The words “circular economy” are becoming more and more popular these days as waste and recycling industry leaders develop new ways to divert items from the landfill, but it is far from becoming a reality.
The world is on track for the ocean to contain a ton of plastic of every three tons of fish by 2025, according to a rethinking plastic report conducted by the Ellen MacArthur Foundation, and an Australian organization recently claimed that the amount of plastic wastes on the Earth is enough to cover the entire planet with plastic.
In order to stop these events from happening, the world must make changes to cut back on the production of waste.
The Huffington Post highlights the ups and downs of creating a circular economy:
There’s an idea for a world without trash.
Items are not just recycled, but created with the intention of making new things out of them after they are used. Imagine if every pair of Levi’s jeans were manufactured with fibers made to be pulled apart and repurposed into a new pair of jeans after the old ones are cast off. The cycle repeats itself endlessly, meaning old jeans become new jeans, rather than being chucked into a landfill.
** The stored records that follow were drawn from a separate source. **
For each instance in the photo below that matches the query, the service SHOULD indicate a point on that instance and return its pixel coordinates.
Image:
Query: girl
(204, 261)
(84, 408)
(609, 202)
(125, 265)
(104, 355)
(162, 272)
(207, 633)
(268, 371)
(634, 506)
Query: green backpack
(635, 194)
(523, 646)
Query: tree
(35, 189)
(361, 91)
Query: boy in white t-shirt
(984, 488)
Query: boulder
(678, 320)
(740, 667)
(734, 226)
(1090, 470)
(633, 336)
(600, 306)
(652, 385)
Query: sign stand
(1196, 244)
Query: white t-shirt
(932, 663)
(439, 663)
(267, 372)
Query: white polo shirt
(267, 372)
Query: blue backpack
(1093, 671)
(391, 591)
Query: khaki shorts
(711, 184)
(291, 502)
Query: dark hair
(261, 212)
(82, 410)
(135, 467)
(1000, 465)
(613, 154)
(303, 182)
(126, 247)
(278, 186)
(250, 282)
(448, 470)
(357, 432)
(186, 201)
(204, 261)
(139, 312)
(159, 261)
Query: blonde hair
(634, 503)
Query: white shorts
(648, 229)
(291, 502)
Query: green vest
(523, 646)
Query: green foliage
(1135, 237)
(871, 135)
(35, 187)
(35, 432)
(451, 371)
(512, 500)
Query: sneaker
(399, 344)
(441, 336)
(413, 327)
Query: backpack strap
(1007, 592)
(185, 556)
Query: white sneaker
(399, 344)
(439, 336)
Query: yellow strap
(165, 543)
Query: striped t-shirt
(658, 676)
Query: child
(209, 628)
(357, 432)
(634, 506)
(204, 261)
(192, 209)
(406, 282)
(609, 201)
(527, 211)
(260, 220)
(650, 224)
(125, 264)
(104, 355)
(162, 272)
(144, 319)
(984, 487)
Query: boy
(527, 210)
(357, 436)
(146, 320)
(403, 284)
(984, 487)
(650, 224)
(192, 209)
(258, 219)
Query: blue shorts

This is the promise of the “circular economy,” a metaphorical description of a world where nothing ever needs to be discarded because goods are designed with materials that can be constantly remade into something else. It’s important to note that the concept is pretty theoretical at this point. There are companies that are working on making their operations more circular — even big ones like Walmart — but no one yet can claim to have a business free of waste.